Chardin peint son dernier autoportrait, et une fois pour toutes, règle ses comptes avec Diderot. S’il a fait si peu de visages, ce n’était pas, comme certains l’ont pensé, parce que sa médiocrité le vouait aux légumes et aux fruits, mais pour se consacrer aux bêtes mortes, dont personne ne veut. Il restera un homme des bois, un raboteux si l’on veut, mais il saura que toutes les couleurs tiennent entre le gris et le brun, et qu’il existe un monde entre un lièvre et lapin.
Extrait
Monsieur le critique,
Peignant aujourd’hui ce qui sera, sans doute, ma dernière œuvre, je viens vous prier de ne point en parler: vous n’y comprendriez rien.

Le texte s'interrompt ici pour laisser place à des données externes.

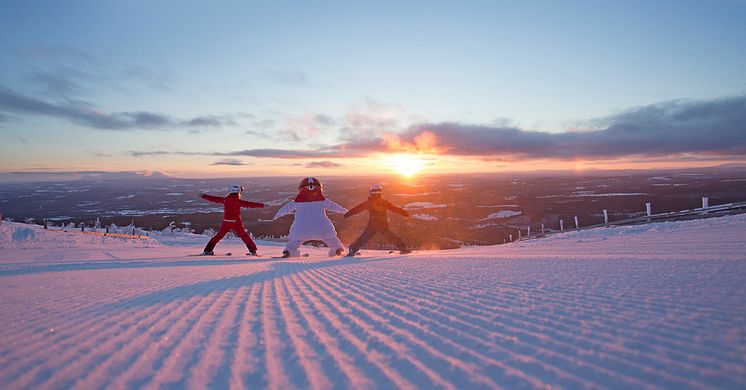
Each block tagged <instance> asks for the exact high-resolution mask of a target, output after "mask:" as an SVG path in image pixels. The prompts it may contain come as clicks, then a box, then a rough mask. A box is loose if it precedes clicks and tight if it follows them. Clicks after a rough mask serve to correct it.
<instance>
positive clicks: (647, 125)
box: [384, 96, 746, 160]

Il s’agit d’un visage de vieil homme ; et ce visage est le mien. J’ai à présent près de quatre-vingts ans, Monsieur, et il me fallut tout ce temps pour avoir, enfin, un visage. Non qu’il fût fort intéressant, mais je suis curieux de cet être décapé qui n’est plus un Monsieur. Il me faut le décrire un peu, pour que vous puissiez le voir tel, sans lui ajouter quelque fard, qui le rendrait moins blême. Car mes joues fripées se passent de poudre, leurs rides sont à nu, et je vous assure qu’elles sont profondes. Je porte sur la tête un vieux bonnet de femme aux dentelles crasseuses, que je ne quitte plus, depuis que m’a quitté la seule femme que j’aie aimée ; il lui appartenait. Je déteste me salir le crâne, la peinture est tenace, et les bains me répugnent. Ils me dépouillent de cette odeur d’atelier, qui est ma seule parure. Sachez que je ne porte qu’un tablier, qui me sert aussi de peignoir, et qui doit être bien râpé. Je dis qu’il doit, car moi je ne vois pas ces choses, ou plutôt elles me plaisent. Je ne suis pas de ceux qui n’aiment la patine que sur les tableaux – et de ce fait les regardent fort mal. Les mêmes vous diront sans doute que mon goût de l’usé vise à masquer mon avarice. Écoutez-les ou non, je n’ai plus rien à prouver. Je vous dirai seulement que les pingres, souvent, s’efforcent de ne pas rester pauvres ; et moi, je ne suis pas riche.
Vous me ferez encore le plaisir de ne point rire de mes bésicles, qui me tombent sur le bout du nez. Les verres en sont épais, j’entends déjà les sarcasmes, on dira qu’avec ces yeux-là, il n’y a pas à s’étonner que je fusse mauvais peintre. Moi, je dirai le contraire, et qu’un artiste sincère aura toujours, après soixante ans de carrière, les yeux ruinés. D’ailleurs si vous regardez bien, vous verrez que mon regard n’est pas éteint, mais chargé, comme on le dit d’une langue après un trop copieux dîner : appesanti par les beautés qui sont passées, et lui ont, trop souvent, échappé.